# New to Mini Donkeys - Advise Welcome



## ranchgirl (Jun 17, 2012)

Hi! I'm new to this forum and looking for helpful information regarding the ownership of mini donkeys. I grew up on a ranch in South Dakota. I have owned horses and other livestock all my life. We currently have 4 quarter horse geldings. My 11-yr-old son has decided he'd like a mini donkey. I have a friend who breeds a few for his exotic animal sale every year. I have a few concerns, though.

We will be buying a weanling and I am worried that when we bring all the equines together for the winter closer to the house, that the little donkey may get kicked or injured by the big guys.

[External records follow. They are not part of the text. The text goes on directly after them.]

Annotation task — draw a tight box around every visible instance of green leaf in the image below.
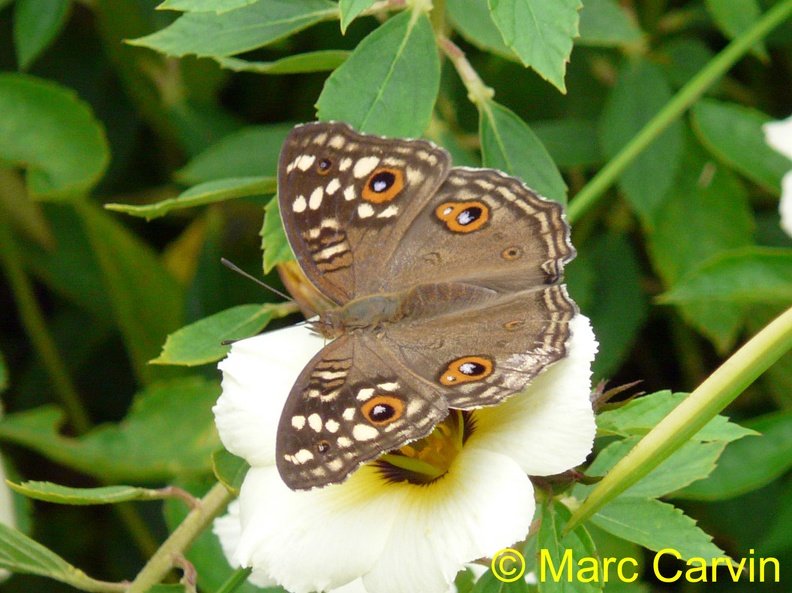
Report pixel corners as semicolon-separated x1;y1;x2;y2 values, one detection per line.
262;197;294;273
0;522;79;582
20;204;112;319
660;247;792;305
316;11;440;138
675;410;792;500
13;0;71;70
597;391;757;443
339;0;377;33
532;119;602;169
590;498;727;561
151;302;297;366
480;101;567;203
106;176;276;221
213;449;249;495
705;0;767;59
536;500;600;593
584;438;726;499
582;233;648;379
647;143;754;351
691;99;791;194
599;58;683;221
488;0;581;92
0;378;220;482
215;50;349;74
0;73;109;199
177;124;293;185
447;0;518;61
77;203;185;383
158;0;259;11
8;482;163;505
130;0;337;57
578;0;643;47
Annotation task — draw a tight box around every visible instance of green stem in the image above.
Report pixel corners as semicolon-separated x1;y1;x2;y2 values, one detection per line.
0;215;92;435
566;0;792;224
216;567;254;593
566;305;792;532
126;482;235;593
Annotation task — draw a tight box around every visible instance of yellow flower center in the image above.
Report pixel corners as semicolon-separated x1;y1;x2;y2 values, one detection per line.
375;411;473;485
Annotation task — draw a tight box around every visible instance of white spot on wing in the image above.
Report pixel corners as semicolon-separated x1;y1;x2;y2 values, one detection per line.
309;186;324;210
342;408;355;421
308;413;322;432
356;387;375;401
353;424;379;441
325;420;340;433
338;436;352;448
353;156;380;178
329;135;346;149
377;205;399;218
378;381;399;391
344;186;356;201
295;449;313;464
358;203;375;218
292;195;306;213
296;154;316;171
326;178;341;195
339;157;353;171
406;167;425;185
291;415;306;430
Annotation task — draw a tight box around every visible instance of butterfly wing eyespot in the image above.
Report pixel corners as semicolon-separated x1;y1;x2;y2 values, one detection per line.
360;395;405;425
316;157;333;174
439;356;495;386
315;439;331;453
502;246;522;260
435;201;490;233
362;167;405;203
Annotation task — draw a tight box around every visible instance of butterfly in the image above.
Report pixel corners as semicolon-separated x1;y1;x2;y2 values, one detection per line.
275;121;576;490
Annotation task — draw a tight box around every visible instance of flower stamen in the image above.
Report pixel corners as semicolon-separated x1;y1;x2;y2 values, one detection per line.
376;411;472;484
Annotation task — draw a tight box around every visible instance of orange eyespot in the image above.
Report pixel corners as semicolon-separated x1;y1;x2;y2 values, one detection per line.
502;246;522;260
361;395;404;425
315;439;331;454
435;201;489;233
362;167;404;203
439;356;494;386
316;158;333;175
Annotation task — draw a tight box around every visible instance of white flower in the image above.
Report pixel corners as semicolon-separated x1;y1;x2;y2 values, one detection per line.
213;315;597;593
763;114;792;237
0;404;17;583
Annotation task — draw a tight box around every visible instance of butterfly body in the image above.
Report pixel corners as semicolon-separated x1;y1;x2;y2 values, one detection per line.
275;122;577;490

I am also wondering how hardy they are. I've read literature that says donkeys can be susceptible to illness when they get wet and/or chilled. We do not have a fully enclosed barn, just a 3-sided shed.

Are they a lot more difficult to train compared to horses?

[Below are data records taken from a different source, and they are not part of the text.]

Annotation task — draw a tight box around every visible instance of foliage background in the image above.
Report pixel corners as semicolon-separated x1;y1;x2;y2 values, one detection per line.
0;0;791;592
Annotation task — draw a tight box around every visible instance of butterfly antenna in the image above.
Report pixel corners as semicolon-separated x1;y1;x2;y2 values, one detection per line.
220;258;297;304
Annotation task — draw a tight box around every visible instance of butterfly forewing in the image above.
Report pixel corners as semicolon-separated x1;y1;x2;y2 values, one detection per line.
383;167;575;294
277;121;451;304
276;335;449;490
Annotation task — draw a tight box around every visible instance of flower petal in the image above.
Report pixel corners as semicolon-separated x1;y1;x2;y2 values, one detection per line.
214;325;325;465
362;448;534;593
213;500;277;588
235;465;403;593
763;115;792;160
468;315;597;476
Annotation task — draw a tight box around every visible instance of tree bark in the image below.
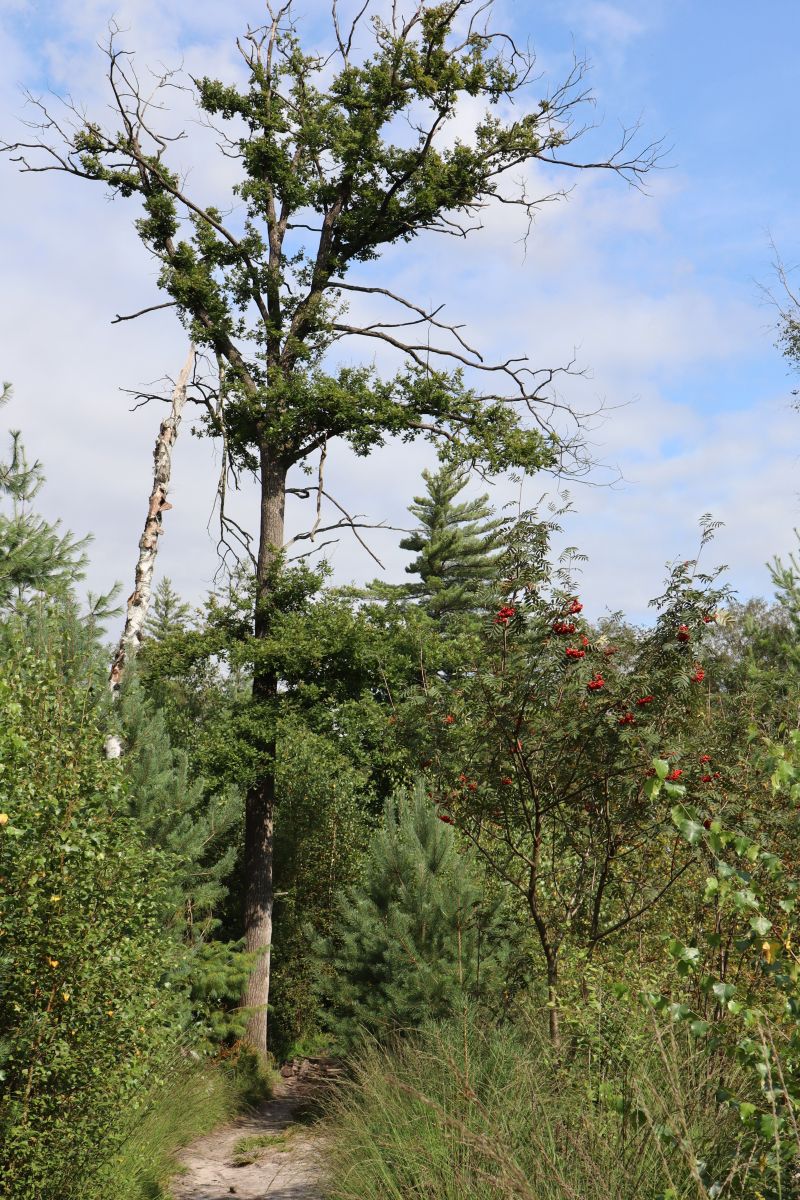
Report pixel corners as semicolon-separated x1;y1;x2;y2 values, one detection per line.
546;957;560;1051
109;345;195;690
243;445;287;1056
243;772;275;1056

Are they prone to laminitis? I'd really prefer to buy mini horse, but my son is set on a donkey. I don't want to disappoint him, but I know who'll be stuck dealing with the situation if something should happen such as illness or injury.

Thanks for your help.


----------



## Helicopter (Jun 25, 2012)

Okay, I don't know much but I'll give some advice for what it's worth.

If you decide to get a Jack have him gelded ASAP. ASAP.

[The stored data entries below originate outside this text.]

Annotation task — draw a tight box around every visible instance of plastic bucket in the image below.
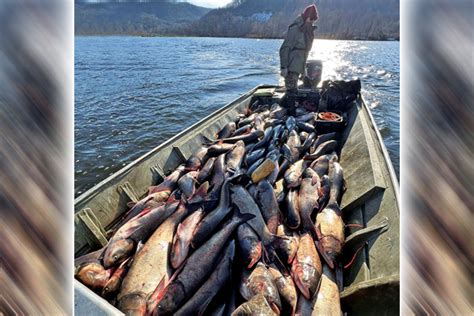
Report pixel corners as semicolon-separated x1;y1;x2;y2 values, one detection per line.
303;60;323;90
306;60;323;82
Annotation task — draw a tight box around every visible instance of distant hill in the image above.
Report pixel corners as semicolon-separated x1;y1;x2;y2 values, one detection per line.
184;0;399;40
75;1;210;35
75;0;399;40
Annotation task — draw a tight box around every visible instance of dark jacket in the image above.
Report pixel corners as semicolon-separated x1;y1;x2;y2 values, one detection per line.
279;16;315;74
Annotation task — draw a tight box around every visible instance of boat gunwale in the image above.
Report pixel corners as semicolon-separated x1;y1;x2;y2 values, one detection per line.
359;95;400;210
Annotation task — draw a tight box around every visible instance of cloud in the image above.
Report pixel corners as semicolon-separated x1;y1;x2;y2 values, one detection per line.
180;0;233;9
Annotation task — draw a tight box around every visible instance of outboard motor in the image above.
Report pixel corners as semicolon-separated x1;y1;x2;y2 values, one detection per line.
303;60;323;90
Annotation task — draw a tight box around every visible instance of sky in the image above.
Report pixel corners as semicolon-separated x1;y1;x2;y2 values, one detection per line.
179;0;233;8
79;0;235;8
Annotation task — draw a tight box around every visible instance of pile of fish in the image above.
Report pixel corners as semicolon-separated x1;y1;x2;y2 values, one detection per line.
75;100;358;316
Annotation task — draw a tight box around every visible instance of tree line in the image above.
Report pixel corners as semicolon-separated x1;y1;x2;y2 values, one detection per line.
75;0;399;40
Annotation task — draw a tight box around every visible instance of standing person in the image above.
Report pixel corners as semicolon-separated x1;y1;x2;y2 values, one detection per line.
279;4;318;115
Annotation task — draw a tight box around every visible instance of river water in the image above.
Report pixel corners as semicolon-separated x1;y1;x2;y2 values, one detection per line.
75;37;399;197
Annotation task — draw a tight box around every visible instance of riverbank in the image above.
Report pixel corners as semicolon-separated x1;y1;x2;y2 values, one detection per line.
75;33;400;41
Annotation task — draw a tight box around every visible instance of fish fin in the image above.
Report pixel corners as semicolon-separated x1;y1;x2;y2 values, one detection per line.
136;241;144;254
200;197;219;210
170;226;186;269
183;166;199;172
148;184;172;195
147;186;157;196
230;171;251;186
227;167;237;175
197;296;215;316
187;181;209;204
156;257;186;300
314;223;323;241
201;134;216;145
175;222;185;239
166;191;179;203
232;204;256;224
261;245;270;265
282;153;293;163
146;275;169;315
168;259;186;282
270;303;281;315
105;228;115;240
136;207;153;218
272;234;292;244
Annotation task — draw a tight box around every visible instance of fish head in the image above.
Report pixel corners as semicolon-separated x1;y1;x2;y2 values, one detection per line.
328;151;339;162
291;257;318;300
118;293;146;316
286;237;299;264
154;283;185;316
101;276;120;297
75;262;109;290
302;167;316;179
239;275;252;301
103;238;134;269
248;241;262;269
320;175;330;187
318;236;342;269
240;238;261;269
248;264;281;313
273;235;298;264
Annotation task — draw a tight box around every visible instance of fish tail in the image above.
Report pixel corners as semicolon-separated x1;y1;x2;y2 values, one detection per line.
186;181;209;204
201;134;216;145
232;205;256;225
229;171;251;186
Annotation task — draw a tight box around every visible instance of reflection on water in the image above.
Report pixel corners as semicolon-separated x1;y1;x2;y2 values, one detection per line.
75;37;399;196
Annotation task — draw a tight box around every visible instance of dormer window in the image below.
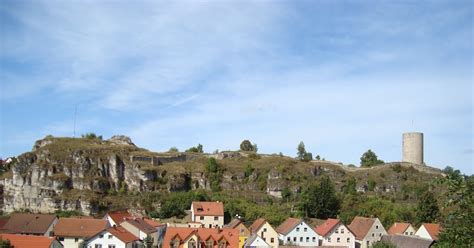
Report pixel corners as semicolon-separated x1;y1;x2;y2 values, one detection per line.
206;240;213;248
218;241;227;248
170;240;179;248
188;238;197;248
197;207;204;212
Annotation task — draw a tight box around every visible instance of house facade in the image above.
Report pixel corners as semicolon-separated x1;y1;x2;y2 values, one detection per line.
163;227;239;248
121;218;158;247
84;226;141;248
225;219;250;248
348;217;387;248
249;218;279;248
191;202;224;228
244;234;271;248
53;217;109;248
415;223;441;241
276;218;319;247
387;223;416;236
315;218;355;248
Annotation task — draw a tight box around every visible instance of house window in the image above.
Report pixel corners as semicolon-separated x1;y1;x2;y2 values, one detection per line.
372;233;375;237
206;240;213;248
376;225;379;229
410;232;413;235
293;237;297;242
58;237;64;241
209;224;212;228
328;237;331;242
270;238;274;243
347;237;350;243
108;235;113;239
296;227;300;232
214;216;219;221
304;227;307;232
99;234;104;238
335;229;339;233
306;237;309;242
379;233;382;236
95;245;102;248
263;228;267;232
200;216;204;220
108;245;116;248
341;228;344;234
188;238;197;248
170;240;179;248
300;237;303;242
218;241;227;248
75;238;79;242
367;241;370;247
337;237;340;243
312;237;316;242
287;237;290;242
263;238;266;242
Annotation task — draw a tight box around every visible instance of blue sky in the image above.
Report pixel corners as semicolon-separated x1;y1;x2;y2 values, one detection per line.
0;1;472;174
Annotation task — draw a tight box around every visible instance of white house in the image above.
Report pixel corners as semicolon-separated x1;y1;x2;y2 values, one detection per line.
245;234;271;248
315;218;355;248
103;210;132;227
348;217;387;248
84;226;142;248
415;223;441;241
190;201;224;228
387;222;416;236
249;218;279;248
276;218;319;246
53;217;109;248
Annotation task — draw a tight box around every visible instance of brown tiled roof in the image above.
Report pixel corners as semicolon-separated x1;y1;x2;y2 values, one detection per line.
381;234;434;248
276;218;302;235
225;219;242;229
249;218;267;233
421;223;441;240
106;210;132;225
0;217;9;231
53;217;108;238
0;234;57;248
3;213;56;235
192;202;224;216
348;217;376;240
107;226;140;243
163;227;238;248
387;222;411;235
123;217;156;234
143;218;163;228
315;218;341;237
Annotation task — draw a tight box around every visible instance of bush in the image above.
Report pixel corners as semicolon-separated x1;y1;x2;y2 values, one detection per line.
81;133;102;140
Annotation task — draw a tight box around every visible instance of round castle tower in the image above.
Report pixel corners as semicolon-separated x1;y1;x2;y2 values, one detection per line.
402;132;424;165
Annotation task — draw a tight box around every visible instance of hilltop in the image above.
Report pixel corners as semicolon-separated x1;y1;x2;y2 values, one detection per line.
0;135;446;226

Yes, they are as prone to Laminitis as any horse.

They are very smart and quite determined. You need infinite patience and knowledge to train them.

Don't think I'd want a mini donkey sharing with a herd of big guys. Guess it depends on the relationship but the sheer difference in size woud be a worry and accidents do happen. But I certainly wouldn't want him on his own either. Why not get 2.

There is a Lucky Three Ranch site which is all about Donkeys and Mules. Worth a look.

Donkeys originated in hot, dry climates. They don't like being wet. There is nothing as miserable looking as a donkey standing in the rain. That said mine have never been sick in the 8 years I have had them. But of course this is Australia and winter temperatures are comparatively mild.

My donkeys are English/Irish. I'd love to have a mini but they are too expensive over here.

Welcome to the donkey world. They are very special creatures.


----------